CHAPTER XXVII.

[THE MONSTER LET LOOSE.]

Neither man spoke. Phelan's amazement had bereft him of words. He knew the place thoroughly. He had known and feared it from his earliest years. To left and right were perpendicular cliffs. In front stretched the evil Black Rock. From where they stood descended the pathway to the table rock below. On the broken ground around them was nothing taller than dwarf bushes, which could not conceal a goat and to reach which the sure-footedness of a goat would have been needed. In his youth Phelan had been as bold as any lad in the village. But neither he nor any other lad of the village had ever dared to tempt death on those steep, friable, rotten slopes.

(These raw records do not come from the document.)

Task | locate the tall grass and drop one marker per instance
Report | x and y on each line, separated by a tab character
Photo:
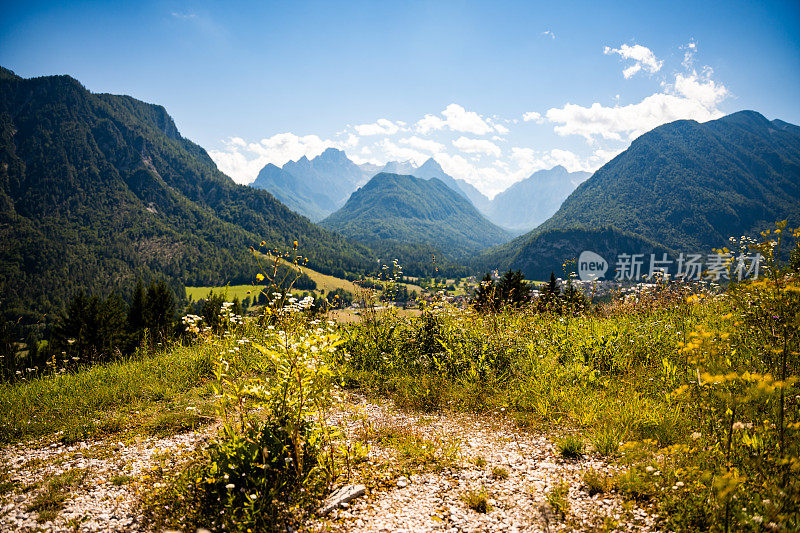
104	398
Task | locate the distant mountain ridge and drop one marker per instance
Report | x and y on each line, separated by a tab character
407	209
528	203
684	186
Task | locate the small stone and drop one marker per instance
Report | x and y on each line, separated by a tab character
340	496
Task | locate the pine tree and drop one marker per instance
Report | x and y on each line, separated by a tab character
159	311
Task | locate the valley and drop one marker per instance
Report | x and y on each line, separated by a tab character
565	305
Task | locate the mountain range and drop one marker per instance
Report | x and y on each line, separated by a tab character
684	186
317	187
407	209
97	190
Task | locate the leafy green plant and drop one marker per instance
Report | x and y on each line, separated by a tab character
571	447
498	472
558	498
477	500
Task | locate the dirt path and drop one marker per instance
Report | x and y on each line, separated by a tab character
418	469
487	447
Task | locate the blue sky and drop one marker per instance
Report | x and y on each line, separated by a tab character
259	82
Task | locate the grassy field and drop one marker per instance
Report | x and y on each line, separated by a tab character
230	291
693	395
324	282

Beyond all doubt he had seen the figure of a man disappear over this cliff a few moments ago. Where was he--it--now? The Black Rock lay bare, naked, at their feet. A man's head could not be hidden there. Whither had that figure gone? It could not have reached the sea in the time. The monster had not yet broken loose, and the man could not have been swept into the water. No shattered corpse lay on the greasy rock beneath. A man cannot fly. What had become of this man? Or had they seen a ghost?

He turned to O'Brien and noticed that the latter looked pale and scared.

"You saw him?" he shouted above the storm. "You saw him as plain as daylight?"

"Yes."

"What do you make of it?"

"I don't know."

Once more Phelan looked carefully around him. Absolutely no trace of man was to be seen. Except for their presence, the place might have been alone since the making of the world. He again turned to O'Brien.